Christmas is coming back to Sea-Tac Airport in Seattle.
Not that it actually ever left.
The Port of Seattle, which runs the airport, had removed 10 Christmas trees from the airport after a Chabad-affiliated rabbi threatened to sue for inclusion of a menorah. The issue became another in a long line lf perceived slights that the conservative community has latched onto as a way of pushing its phony war on Christmas rhetoric on the rest of us.
The media has painted the port’s decision as an overreaction — the anchors on Channel 5 (a Fox affiliate) last night made fun of the story and wondered why the port just didn’t install a menorah.
Sounds logical, right? But the discussion is far more complicated than that. A few years ago, the South Brunswick Township Council attempted to craft rules governing who could speak and not speak from the stage or have a booth at the township’s Community Unity Day celebration. The issue stemmed from a speech made during the 1999 festival in which a member of a Sayreville Christian group offered a fire-and-brimstone sermon from the stage.
The council at first attempted to split the difference — opting for a limited-access plan that would give the township some say over who was to speak and perform. We argued in an editorial (sorry, not available on line) at the time that “placing restrictions on groups based on the content of their speeches or performances would seem to violate these groups’ right to free expression.
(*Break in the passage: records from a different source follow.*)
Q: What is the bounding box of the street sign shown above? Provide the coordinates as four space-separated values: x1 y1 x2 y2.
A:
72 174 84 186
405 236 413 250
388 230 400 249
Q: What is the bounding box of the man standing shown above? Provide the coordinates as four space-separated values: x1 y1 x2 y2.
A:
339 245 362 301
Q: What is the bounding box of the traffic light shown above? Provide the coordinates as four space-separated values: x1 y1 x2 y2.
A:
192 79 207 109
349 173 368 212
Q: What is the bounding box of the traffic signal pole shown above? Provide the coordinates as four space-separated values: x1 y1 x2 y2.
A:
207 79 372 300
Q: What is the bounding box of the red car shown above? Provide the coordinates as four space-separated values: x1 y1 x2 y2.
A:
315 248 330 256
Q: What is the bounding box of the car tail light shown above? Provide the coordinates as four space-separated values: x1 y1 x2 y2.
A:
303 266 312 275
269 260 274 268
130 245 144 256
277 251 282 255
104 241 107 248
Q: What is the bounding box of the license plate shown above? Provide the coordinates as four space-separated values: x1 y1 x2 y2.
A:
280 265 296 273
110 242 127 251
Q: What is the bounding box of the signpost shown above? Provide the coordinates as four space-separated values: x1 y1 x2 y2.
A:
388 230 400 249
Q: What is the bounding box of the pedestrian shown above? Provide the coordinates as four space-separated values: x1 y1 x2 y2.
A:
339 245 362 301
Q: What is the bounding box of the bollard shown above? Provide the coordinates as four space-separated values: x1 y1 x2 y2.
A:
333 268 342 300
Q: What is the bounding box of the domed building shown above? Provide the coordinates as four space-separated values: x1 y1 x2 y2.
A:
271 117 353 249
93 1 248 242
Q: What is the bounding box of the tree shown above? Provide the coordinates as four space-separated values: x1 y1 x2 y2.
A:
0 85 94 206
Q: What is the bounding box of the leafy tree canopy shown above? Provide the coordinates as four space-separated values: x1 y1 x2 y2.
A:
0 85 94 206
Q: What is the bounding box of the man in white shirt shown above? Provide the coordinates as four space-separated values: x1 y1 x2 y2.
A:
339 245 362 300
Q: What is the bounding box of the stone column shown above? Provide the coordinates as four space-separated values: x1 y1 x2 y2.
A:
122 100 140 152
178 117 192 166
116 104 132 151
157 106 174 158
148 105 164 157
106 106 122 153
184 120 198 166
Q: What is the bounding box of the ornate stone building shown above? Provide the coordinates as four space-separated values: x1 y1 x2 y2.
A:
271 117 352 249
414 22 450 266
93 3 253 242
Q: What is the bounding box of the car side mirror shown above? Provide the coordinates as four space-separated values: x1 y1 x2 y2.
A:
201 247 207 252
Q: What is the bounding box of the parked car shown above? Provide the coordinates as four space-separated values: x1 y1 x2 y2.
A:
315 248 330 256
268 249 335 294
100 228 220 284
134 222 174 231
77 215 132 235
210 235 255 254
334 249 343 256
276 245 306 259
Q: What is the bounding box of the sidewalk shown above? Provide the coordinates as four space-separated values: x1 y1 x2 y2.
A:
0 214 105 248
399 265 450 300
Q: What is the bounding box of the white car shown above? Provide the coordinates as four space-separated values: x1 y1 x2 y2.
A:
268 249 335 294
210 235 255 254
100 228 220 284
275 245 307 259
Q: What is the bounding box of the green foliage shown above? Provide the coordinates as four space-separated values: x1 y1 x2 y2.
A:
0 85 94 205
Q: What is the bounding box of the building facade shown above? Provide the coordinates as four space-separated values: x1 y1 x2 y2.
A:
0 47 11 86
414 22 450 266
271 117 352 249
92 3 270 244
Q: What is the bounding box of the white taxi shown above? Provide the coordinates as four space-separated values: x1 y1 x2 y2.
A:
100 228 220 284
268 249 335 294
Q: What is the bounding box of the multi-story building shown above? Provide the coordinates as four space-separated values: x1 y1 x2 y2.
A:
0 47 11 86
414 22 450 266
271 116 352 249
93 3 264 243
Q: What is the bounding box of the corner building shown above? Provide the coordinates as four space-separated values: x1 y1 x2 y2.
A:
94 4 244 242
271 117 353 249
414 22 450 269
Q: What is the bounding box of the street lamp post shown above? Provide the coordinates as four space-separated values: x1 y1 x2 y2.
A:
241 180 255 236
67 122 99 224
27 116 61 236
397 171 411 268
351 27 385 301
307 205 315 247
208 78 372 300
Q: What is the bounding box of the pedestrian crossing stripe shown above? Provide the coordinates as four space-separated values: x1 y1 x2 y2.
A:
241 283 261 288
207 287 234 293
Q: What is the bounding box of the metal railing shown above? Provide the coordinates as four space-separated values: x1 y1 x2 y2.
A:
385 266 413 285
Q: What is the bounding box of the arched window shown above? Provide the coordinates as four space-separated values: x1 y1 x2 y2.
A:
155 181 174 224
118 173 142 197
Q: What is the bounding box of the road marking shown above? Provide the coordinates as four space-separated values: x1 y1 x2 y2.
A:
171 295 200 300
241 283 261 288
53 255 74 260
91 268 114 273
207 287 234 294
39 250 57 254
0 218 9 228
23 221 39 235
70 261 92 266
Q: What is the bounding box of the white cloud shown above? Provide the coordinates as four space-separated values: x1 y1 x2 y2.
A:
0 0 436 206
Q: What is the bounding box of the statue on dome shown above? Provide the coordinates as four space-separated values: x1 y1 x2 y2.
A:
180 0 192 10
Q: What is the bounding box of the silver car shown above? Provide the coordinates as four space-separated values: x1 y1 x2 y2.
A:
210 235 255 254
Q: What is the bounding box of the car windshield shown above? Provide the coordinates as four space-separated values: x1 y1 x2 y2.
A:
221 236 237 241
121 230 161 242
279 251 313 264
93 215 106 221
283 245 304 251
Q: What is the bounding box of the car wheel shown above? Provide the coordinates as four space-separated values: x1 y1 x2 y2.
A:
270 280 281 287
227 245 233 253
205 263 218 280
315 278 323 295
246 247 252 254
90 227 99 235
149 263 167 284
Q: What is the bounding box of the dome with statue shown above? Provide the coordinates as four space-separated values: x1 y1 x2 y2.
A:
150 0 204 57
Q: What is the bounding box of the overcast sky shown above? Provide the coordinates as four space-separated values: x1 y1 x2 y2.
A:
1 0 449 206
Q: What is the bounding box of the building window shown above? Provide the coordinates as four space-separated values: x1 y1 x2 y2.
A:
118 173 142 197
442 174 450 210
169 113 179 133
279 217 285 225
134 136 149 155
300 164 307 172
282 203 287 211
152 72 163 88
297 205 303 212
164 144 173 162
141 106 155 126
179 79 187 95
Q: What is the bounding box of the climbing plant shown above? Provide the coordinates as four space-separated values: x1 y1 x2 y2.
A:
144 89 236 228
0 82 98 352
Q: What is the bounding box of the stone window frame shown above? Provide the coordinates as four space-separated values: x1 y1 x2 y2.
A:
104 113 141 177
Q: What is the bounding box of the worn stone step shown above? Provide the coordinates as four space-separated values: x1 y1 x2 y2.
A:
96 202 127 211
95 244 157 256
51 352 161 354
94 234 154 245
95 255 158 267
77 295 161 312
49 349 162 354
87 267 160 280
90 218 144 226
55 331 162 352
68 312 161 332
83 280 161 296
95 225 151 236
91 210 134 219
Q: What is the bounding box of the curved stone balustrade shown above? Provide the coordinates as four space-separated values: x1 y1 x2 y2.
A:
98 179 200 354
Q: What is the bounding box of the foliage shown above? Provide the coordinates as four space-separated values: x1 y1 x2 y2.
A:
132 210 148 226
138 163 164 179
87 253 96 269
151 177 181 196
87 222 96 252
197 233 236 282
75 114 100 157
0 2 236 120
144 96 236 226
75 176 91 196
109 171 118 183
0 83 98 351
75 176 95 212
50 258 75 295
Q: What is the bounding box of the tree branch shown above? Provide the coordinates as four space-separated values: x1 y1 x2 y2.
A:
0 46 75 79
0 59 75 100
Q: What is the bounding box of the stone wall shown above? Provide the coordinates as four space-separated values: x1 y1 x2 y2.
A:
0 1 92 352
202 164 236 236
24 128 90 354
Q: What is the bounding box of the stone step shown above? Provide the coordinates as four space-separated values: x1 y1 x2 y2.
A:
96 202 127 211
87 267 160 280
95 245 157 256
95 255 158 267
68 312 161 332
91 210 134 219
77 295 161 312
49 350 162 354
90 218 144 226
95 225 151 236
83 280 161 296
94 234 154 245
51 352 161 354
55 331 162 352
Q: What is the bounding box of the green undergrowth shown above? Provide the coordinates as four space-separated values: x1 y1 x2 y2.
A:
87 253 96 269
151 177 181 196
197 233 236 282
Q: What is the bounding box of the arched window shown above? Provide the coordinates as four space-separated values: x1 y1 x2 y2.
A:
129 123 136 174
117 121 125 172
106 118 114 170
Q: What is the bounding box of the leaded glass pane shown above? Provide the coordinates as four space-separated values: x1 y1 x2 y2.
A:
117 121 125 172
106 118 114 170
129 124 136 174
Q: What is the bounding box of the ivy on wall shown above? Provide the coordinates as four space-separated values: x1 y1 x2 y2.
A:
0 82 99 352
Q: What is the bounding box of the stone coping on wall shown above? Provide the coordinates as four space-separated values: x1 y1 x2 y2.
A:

But to leave things as they are leaves the township open to the criticism that it is endorsing a particular faith, thereby tearing down the church-state wall.”
That’s why we had advocated having the township open the stage only to invited guests — primarily school acts and local dance groups — to prevent the likelihood that the stage might be dominated by religious groups and to keep the council out of the religion business. We think the same basic issues apply here.
It is a variant on the solution offered by Charles Hynes of the First Amendment Center a couple of years ago:
Step one, get religion right. The government isn’t the engine for proclaiming the religious message of Christmas. That’s what churches do. But does that mean no religious-themed floats in the city parade? No sacred music in the school concert? Of course not. Including a variety of floats, songs or whatever — religious and nonreligious — is both constitutional and fair.
For example, a December school concert that doesn’t include sacred music would be odd indeed. But the overall effect of the program should be educational, not devotional. When it comes to religious holidays, public schools are supposed to educate kids about what people of various faiths believe and practice (and not just in December).
Many schools either persist in the old model of promoting religion, or they move to the other extreme of leaving out the religious elements entirely. But another approach — the only solution that upholds the First Amendment — is to teach about religions. This takes work (teacher preparation, good resources) that many schools aren’t willing to do.
As for the larger public square, cities and towns shouldn’t sponsor official displays that promote any religion. But they should open public spaces to religious communities that wish to put up religious displays in December or at other times.
Step two: Once the religious issues are addressed, sit down together and figure out how to deal with the secularized Christmas.
The religious Christmas has constitutional guidelines, but the secular Christmas doesn’t. Trees, Santa and mistletoe aren’t likely to be seen as religious by the courts. But when government puts up even the most secularized Christmas displays, conflicts still break out.
Why? Because many non-Christians see all references to Christmas as religious messages. To complicate matters further, many Christians don’t like their faith reduced to Santa and reindeer.
Bringing people together in a school or community to talk about how to handle both the religious and secular Christmas is difficult. The path of least resistance is either to ban any mention of Christmas or to plow ahead and ignore minority complaints. A far better approach is to face the issue, agree on how to include religion constitutionally and then find ways to celebrate the season without banning Santa Claus.
I’m not sure about the open space for displays — logistics again — but this seems sensible. The Port of Seattle could leave its main corridors free of religious iconography — a Christmas tree is not a religious symbol but it is a symbol of a particular religion — but allow, even encourage, individual businesses that might rent space in the airport to follow their own corporate rules. Starbucks, for instance, might opt to have a tree, while Borders might not.
This would keep the Port from having to determine which requests — and, by extension, which religions — are legitimate, satisfying the First Amendment and allowing for a level of seasonal festiveness.
It works here in South Brunswick, where we may not have a tree and/or menorah on displayed on public property. But thanks to private groups (the Chabad and Monmouth Mobile Home Park) we have public symbols that are bigger and better than anything the township might have conceived — and far more prominently placed than anything in any of our neighboring communities.